In the wake of mass rioting and death in Afghanistan and other Islamic nations ignited by a fallacious Newsweek story, furious finger-pointing has ensued. The White House, the departments of State and Defense, and most conservative radio talk show hosts are blaming Newsweek for carelessness and irresponsibility. Newsweek, while apologizing for the error, protests that the story was vetted by a Defense Department official who objected to other aspects of the piece but remained silent on the Koran flushing part. Others are suggesting that the Bush administration prepared the ground for this rumor by engaging in routine degradation of Muslim detainees at Guantanamo Bay.
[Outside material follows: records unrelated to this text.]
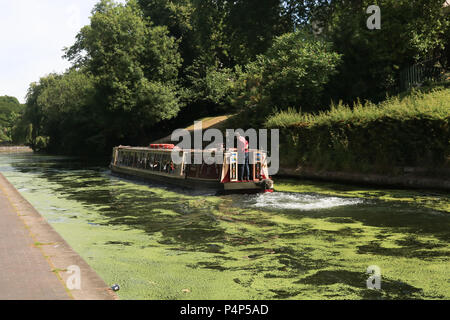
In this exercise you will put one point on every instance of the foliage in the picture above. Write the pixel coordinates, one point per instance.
(408, 131)
(411, 31)
(292, 73)
(10, 112)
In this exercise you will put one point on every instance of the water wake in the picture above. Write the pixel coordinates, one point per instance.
(303, 202)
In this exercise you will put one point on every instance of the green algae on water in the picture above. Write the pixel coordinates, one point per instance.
(161, 243)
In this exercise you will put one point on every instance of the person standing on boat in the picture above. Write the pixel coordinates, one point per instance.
(243, 150)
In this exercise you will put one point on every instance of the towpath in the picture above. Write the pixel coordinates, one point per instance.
(35, 260)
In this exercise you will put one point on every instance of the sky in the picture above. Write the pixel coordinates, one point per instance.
(33, 34)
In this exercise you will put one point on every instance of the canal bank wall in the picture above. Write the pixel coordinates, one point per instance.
(413, 178)
(36, 263)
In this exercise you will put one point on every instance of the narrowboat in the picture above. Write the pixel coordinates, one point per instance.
(154, 163)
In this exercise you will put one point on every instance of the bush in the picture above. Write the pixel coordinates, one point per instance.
(409, 131)
(292, 74)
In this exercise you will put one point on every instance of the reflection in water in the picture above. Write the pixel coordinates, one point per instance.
(158, 241)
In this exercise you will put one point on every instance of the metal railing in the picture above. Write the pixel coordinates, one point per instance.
(420, 72)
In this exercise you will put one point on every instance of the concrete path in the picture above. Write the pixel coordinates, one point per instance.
(34, 258)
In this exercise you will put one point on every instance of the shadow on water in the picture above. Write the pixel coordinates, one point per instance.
(242, 233)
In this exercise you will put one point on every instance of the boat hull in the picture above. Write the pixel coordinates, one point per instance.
(189, 182)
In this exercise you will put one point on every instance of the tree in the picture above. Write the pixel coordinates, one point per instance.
(292, 74)
(135, 65)
(411, 31)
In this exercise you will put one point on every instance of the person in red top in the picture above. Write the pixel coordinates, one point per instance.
(243, 149)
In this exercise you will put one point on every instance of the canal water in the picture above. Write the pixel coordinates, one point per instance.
(308, 240)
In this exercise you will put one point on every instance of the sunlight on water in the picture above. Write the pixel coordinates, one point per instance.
(303, 202)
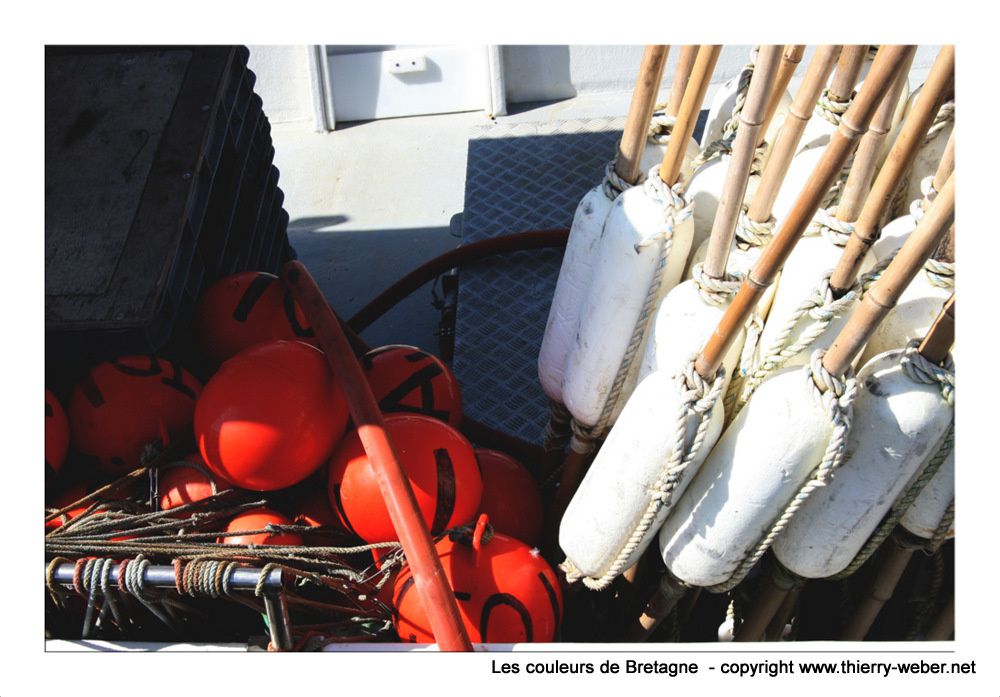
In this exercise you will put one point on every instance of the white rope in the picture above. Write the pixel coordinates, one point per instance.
(832, 109)
(612, 184)
(826, 222)
(750, 233)
(821, 307)
(836, 396)
(715, 291)
(697, 397)
(676, 210)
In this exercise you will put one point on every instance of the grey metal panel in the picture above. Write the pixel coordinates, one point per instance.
(519, 177)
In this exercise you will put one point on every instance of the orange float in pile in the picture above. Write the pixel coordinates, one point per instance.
(270, 416)
(123, 405)
(439, 462)
(408, 379)
(510, 496)
(246, 309)
(506, 592)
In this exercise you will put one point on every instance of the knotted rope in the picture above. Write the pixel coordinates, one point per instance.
(676, 210)
(715, 291)
(750, 233)
(661, 126)
(698, 397)
(821, 307)
(836, 397)
(612, 184)
(832, 109)
(826, 222)
(919, 370)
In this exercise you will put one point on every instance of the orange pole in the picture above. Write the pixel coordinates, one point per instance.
(431, 585)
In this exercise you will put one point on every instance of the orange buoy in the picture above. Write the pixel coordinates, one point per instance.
(441, 467)
(506, 592)
(124, 404)
(180, 484)
(510, 496)
(56, 432)
(270, 416)
(408, 379)
(246, 309)
(259, 519)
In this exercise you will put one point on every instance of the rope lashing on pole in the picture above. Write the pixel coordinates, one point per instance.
(675, 211)
(836, 395)
(699, 399)
(822, 306)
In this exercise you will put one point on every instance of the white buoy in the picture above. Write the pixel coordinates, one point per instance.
(588, 222)
(703, 523)
(659, 440)
(898, 423)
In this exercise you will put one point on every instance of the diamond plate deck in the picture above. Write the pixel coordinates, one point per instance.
(519, 177)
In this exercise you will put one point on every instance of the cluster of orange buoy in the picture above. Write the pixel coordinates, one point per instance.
(272, 416)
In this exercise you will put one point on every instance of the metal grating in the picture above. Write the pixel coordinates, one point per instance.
(519, 177)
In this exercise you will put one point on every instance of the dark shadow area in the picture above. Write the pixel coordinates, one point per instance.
(353, 266)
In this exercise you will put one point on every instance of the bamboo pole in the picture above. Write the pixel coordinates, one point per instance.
(694, 95)
(751, 124)
(682, 74)
(884, 295)
(904, 151)
(790, 59)
(640, 110)
(888, 63)
(852, 126)
(866, 158)
(852, 58)
(788, 138)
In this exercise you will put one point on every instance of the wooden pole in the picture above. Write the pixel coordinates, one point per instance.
(852, 58)
(751, 124)
(904, 151)
(866, 158)
(682, 74)
(790, 59)
(788, 138)
(852, 126)
(639, 112)
(884, 295)
(694, 95)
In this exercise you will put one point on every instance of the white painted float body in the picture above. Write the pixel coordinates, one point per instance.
(627, 257)
(812, 257)
(574, 275)
(615, 493)
(911, 318)
(755, 469)
(896, 430)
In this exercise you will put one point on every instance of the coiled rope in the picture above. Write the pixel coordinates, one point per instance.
(698, 398)
(922, 371)
(676, 210)
(821, 307)
(836, 396)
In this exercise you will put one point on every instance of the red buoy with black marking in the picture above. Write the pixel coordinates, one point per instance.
(187, 481)
(506, 592)
(124, 404)
(56, 432)
(246, 309)
(410, 380)
(441, 468)
(259, 519)
(270, 416)
(510, 496)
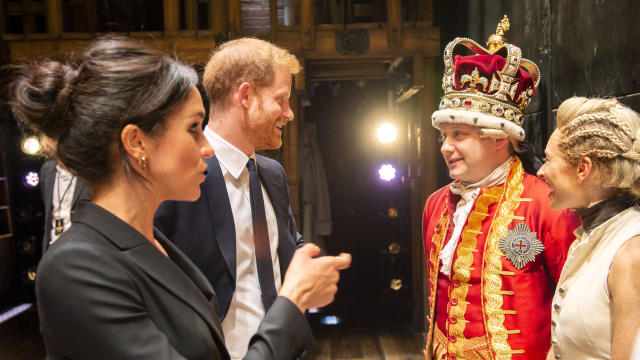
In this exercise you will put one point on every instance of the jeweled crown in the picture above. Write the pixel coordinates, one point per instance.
(496, 82)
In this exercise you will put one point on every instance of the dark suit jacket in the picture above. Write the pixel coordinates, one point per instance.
(47, 181)
(105, 292)
(205, 231)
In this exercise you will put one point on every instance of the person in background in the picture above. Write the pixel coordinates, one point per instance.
(593, 166)
(127, 120)
(241, 231)
(61, 193)
(493, 245)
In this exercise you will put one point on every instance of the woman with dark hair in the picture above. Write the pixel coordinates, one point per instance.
(593, 166)
(128, 120)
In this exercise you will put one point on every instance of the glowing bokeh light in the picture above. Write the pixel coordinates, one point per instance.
(330, 320)
(387, 132)
(32, 179)
(31, 145)
(387, 172)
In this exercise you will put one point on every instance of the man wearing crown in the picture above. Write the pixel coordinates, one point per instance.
(494, 247)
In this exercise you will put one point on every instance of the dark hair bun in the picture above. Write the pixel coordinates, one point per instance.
(40, 96)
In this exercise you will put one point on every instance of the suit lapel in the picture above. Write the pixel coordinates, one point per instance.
(273, 184)
(215, 191)
(177, 275)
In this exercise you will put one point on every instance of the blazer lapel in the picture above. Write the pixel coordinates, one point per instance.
(224, 228)
(176, 275)
(276, 190)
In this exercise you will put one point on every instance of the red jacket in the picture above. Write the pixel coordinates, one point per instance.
(492, 307)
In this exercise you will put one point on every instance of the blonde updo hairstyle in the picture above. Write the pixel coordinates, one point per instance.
(608, 133)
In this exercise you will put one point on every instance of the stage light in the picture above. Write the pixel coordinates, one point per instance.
(330, 320)
(29, 275)
(31, 179)
(31, 145)
(394, 248)
(396, 284)
(387, 132)
(387, 172)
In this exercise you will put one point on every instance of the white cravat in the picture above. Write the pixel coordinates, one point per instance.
(468, 194)
(246, 310)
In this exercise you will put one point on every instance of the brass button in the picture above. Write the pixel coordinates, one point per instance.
(562, 291)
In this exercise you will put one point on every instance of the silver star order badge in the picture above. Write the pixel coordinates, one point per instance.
(521, 245)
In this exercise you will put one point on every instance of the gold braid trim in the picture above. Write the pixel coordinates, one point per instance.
(461, 269)
(476, 348)
(434, 257)
(492, 267)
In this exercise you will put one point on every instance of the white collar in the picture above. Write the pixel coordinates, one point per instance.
(497, 176)
(229, 156)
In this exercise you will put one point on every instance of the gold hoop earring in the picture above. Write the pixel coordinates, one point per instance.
(142, 162)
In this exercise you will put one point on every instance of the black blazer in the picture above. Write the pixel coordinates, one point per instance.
(205, 230)
(105, 292)
(47, 180)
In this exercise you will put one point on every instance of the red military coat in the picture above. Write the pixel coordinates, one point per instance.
(497, 302)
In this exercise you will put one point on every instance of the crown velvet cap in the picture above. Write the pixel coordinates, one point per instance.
(490, 89)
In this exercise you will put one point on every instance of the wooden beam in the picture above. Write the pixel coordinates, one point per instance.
(54, 17)
(192, 46)
(306, 25)
(25, 7)
(218, 17)
(417, 202)
(235, 19)
(394, 24)
(191, 14)
(429, 146)
(425, 11)
(171, 10)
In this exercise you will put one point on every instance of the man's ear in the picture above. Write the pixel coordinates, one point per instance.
(242, 93)
(134, 141)
(585, 168)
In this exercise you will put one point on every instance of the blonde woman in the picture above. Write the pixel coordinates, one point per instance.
(593, 166)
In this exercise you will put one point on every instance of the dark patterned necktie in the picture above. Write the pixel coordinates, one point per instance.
(261, 238)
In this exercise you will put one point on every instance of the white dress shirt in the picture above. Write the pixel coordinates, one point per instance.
(468, 195)
(61, 201)
(246, 310)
Absent from this blame exchange is any recognition that many Muslims can be incited to violence by anything or nothing. It's as if they live poised for outrage. In 2002, the Miss World Pageant had to high-tail it out of Nigeria after rioting took more than 200 lives. Angry Muslims rampaged through the streets after a young fashion writer penned an article wondering how Muhammad would have reacted to the pageant, and suggesting that the Prophet (who had 14 wives) might have chosen a wife from among the assembled beauties. The offices of the newspaper were firebombed. A few weeks later, after many deaths, the Islamists remained unsatisfied. The deputy governor of a northern Nigerian province issued a "fatwa" declaring it the duty of religious Muslims to track down the 21-year-old author of the story and kill her.
Recall that Dutch filmmaker Theo van Gogh was stabbed to death while bicycling to work in Amsterdam last year. His offense? Producing a movie that exposed Muslim mistreatment of women.
Salman Rushdie remains a marked man for writing a book Muslims detest. Norwegian/Swedish Pentecostal preacher Runar Sogaard received death threats last month -- not anonymous ones, but direct threats from an organized Islamic group, for using highly insulting language about Muhammad. Sogaard was impolite to be sure. But since when is the proper punishment for impertinence death? Isioma Daniel, the Nigerian journalist whose musings sparked the Nigerian riot, remains under 24-hour-a-day guard.